There are a few things not working yet - I haven’t had much luck with the wireless LAN. Gnome’s wireless LAN configuration applet thing is missing WPA-PSK authentication options (which I’ve configured my wireless AP to use), it only supports WEP. I also can’t seem to get the WPA tools (wap_supplicant) to work correctly. Based on the output I’m getting though, it *looks* like it’s connecting to the access point - it manages to find the AP’s MAC address and everything just fine, and it reports the authentication was successful, but beyond that, I can’t actually ping anything, and all traffic still seems to be trying to go through eth0 (wired LAN) rather than eth1 (wireless). Guess I need to learn a bit more about Linux networking… heh.

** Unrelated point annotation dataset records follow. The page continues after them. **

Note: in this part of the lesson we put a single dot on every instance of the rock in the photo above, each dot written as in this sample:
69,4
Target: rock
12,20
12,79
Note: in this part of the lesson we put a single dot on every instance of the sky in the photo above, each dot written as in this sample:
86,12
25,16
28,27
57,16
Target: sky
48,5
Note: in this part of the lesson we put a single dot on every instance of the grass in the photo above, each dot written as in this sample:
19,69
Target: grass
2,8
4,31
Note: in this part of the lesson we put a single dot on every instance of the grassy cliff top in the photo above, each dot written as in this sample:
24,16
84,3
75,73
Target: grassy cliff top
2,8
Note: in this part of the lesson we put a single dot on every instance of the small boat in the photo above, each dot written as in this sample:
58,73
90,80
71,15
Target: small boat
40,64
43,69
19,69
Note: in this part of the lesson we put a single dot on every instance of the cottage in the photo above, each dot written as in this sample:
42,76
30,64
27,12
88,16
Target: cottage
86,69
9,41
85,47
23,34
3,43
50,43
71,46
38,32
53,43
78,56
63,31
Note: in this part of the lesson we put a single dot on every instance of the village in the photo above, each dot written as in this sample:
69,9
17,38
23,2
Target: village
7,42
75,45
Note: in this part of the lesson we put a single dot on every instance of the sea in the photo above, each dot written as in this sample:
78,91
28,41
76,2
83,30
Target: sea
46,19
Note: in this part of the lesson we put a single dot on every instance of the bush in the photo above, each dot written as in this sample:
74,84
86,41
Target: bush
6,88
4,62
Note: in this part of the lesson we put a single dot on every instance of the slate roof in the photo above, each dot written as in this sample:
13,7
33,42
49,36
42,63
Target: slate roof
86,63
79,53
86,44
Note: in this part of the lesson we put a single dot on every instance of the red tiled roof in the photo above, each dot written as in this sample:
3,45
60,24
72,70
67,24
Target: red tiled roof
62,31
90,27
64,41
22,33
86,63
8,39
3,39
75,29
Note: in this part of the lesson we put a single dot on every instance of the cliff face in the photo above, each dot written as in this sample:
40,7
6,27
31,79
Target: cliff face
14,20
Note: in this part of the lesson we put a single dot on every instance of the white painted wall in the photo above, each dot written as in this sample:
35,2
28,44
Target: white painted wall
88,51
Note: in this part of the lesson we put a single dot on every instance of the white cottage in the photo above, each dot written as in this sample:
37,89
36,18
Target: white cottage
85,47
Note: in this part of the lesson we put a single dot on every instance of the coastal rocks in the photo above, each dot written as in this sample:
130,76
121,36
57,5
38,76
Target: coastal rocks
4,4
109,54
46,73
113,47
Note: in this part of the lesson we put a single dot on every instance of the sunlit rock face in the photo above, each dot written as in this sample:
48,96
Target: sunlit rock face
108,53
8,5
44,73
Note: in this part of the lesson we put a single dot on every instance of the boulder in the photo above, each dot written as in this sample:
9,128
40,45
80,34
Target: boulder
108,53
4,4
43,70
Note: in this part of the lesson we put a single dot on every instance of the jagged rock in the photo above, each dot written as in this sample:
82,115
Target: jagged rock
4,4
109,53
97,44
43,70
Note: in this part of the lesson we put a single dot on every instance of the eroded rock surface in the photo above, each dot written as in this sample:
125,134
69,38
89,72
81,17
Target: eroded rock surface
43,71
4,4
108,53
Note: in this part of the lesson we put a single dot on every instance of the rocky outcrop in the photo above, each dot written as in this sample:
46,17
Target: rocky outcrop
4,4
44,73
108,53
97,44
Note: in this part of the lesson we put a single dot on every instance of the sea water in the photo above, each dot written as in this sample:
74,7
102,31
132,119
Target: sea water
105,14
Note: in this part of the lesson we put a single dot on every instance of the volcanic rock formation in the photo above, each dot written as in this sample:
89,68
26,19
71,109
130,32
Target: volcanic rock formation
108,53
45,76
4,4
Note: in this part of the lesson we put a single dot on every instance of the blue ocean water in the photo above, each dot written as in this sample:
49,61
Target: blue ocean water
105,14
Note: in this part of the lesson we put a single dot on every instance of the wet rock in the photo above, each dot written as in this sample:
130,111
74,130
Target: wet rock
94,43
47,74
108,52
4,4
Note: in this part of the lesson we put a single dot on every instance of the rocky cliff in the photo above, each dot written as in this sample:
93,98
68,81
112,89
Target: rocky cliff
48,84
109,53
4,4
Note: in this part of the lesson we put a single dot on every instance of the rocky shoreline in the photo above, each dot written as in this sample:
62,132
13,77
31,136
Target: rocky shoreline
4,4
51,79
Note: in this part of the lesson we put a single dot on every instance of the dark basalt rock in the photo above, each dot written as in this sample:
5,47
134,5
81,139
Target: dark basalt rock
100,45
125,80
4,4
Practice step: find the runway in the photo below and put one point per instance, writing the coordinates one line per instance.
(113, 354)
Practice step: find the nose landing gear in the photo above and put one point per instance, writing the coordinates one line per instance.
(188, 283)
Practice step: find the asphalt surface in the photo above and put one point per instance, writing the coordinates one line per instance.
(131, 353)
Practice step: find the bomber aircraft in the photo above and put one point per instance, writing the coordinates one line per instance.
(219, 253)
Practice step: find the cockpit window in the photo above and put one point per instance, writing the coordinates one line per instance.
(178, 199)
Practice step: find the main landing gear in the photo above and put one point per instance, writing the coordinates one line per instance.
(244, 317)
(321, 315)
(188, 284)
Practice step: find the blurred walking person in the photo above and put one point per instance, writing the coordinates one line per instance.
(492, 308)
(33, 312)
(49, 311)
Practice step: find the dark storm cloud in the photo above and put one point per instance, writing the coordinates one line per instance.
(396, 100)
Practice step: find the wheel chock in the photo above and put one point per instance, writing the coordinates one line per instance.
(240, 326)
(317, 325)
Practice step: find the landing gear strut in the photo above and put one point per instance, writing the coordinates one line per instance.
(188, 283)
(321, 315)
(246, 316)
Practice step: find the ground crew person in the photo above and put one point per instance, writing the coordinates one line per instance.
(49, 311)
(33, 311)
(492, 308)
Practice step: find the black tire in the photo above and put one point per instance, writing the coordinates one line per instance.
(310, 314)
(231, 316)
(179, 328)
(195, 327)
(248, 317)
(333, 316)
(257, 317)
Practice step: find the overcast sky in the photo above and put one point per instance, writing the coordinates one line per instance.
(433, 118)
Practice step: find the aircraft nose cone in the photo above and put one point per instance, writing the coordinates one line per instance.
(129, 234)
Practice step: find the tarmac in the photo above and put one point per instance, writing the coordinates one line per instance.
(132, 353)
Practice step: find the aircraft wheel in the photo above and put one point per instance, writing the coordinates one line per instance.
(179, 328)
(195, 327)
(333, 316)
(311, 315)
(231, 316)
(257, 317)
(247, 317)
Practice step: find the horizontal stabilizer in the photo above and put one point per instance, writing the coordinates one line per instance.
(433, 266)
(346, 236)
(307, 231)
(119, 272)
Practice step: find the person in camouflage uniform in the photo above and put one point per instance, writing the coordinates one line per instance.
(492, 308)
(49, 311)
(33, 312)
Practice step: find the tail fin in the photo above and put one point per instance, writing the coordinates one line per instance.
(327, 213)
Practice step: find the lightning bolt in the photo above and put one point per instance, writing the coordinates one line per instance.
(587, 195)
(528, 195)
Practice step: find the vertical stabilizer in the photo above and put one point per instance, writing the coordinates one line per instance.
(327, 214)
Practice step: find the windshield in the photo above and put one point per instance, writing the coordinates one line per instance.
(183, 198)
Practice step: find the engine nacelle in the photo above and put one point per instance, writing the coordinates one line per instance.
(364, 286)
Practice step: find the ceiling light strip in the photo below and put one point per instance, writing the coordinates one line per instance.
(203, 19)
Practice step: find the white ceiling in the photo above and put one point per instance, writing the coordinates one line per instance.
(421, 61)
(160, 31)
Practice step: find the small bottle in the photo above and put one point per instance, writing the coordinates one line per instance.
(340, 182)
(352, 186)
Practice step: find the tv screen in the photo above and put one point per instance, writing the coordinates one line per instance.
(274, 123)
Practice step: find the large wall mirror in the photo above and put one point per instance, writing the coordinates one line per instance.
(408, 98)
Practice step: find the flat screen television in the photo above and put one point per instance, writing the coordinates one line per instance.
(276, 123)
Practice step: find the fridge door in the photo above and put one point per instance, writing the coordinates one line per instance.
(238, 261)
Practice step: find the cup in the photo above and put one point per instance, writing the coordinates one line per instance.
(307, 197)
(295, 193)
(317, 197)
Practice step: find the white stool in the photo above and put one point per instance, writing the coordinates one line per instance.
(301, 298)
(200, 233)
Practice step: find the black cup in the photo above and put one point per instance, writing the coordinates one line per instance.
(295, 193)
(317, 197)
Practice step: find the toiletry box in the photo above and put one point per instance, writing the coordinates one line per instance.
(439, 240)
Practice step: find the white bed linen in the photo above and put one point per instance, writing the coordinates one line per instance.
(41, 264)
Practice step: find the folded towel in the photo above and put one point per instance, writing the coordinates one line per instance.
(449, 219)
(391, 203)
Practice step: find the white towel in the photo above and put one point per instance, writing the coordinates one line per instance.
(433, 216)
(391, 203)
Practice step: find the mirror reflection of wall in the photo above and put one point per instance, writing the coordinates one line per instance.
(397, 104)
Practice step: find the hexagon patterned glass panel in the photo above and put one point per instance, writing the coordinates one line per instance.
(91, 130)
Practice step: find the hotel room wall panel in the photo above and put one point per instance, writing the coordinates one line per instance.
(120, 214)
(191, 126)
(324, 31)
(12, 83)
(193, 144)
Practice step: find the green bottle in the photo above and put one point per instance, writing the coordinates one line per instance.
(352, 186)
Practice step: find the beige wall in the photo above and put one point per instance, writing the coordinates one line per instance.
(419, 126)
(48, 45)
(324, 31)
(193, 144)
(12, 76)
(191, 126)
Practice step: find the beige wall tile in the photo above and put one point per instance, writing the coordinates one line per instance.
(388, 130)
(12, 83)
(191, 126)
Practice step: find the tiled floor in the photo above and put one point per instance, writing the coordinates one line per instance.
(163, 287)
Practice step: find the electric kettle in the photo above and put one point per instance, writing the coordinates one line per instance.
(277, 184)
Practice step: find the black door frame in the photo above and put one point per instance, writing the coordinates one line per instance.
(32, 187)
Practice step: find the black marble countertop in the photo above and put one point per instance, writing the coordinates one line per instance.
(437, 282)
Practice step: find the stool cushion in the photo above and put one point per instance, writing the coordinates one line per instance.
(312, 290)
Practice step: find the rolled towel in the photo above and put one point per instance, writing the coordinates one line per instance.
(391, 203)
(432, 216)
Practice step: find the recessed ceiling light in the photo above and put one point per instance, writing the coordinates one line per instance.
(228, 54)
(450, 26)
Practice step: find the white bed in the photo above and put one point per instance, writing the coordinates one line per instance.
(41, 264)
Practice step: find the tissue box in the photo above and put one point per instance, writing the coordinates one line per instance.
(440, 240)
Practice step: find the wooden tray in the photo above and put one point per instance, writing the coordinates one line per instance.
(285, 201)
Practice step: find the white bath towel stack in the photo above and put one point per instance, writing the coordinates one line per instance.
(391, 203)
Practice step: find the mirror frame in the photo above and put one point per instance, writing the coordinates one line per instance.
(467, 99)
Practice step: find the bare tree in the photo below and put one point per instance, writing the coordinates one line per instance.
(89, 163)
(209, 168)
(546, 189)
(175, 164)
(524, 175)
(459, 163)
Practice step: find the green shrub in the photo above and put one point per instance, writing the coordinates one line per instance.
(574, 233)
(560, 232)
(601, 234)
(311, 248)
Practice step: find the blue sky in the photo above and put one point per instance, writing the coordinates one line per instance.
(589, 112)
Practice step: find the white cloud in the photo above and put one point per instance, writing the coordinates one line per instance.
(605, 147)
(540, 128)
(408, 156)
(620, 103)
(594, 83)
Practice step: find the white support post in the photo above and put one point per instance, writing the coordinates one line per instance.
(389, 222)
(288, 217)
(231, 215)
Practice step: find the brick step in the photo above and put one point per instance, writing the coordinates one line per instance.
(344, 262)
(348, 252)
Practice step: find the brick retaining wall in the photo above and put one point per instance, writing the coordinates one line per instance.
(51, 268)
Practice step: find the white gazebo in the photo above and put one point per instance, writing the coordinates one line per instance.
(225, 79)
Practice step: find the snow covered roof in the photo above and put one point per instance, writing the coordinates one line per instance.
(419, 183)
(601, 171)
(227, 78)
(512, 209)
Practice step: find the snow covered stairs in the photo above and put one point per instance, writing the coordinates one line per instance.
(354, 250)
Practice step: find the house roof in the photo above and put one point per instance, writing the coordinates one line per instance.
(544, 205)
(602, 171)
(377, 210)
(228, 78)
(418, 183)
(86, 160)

Another thing that’s not quite working is Bluetooth. Again, it *seems* to be working, the hardware is detected, and is working fine. My phone can pair with the laptop fine, using the PIN I’ve defined, but I can’t seem to transfer files or anything in either direction. I’ll admit that I haven’t played with this much yet, but I’m not really sure where to go next. I haven’t even tried looking into infra-red yet :).

And yes, I do use all these things, that’s why I spent so much on this laptop :P.

I also haven’t installed the ATI drivers yet, it looks like it’s going to be a bit of a mission on it’s own though.

Along the way I’ve also discovered some interesting new applications I haven’t seen or heard of before. gDesklets seem like a nice way to waste some CPU time and memory if you like to keep your desktop busy. Beep Media Player seems like a very nice alternative to XMMS, seems a lot more stable, and the general feel integrates better with Gnome. RapidSVN looks like it’s trying to be a nice enough SVN front-end, however I find the good old command-line a lot more friendly and efficient (and it crashes less). Sylpheed is a rather nice little mail client, and works well as an alternative to Thunderbird - assuming you’re unhappy with Thunderbird though. ibWebAdmin is a neat web-based tool for managing your Interbase databases, not as feature-packed or good looking as phpMyAdmin, but it does what it needs to do pretty well.

All that’s left now is to give it a shot at work tomorrow, and see how it all goes :).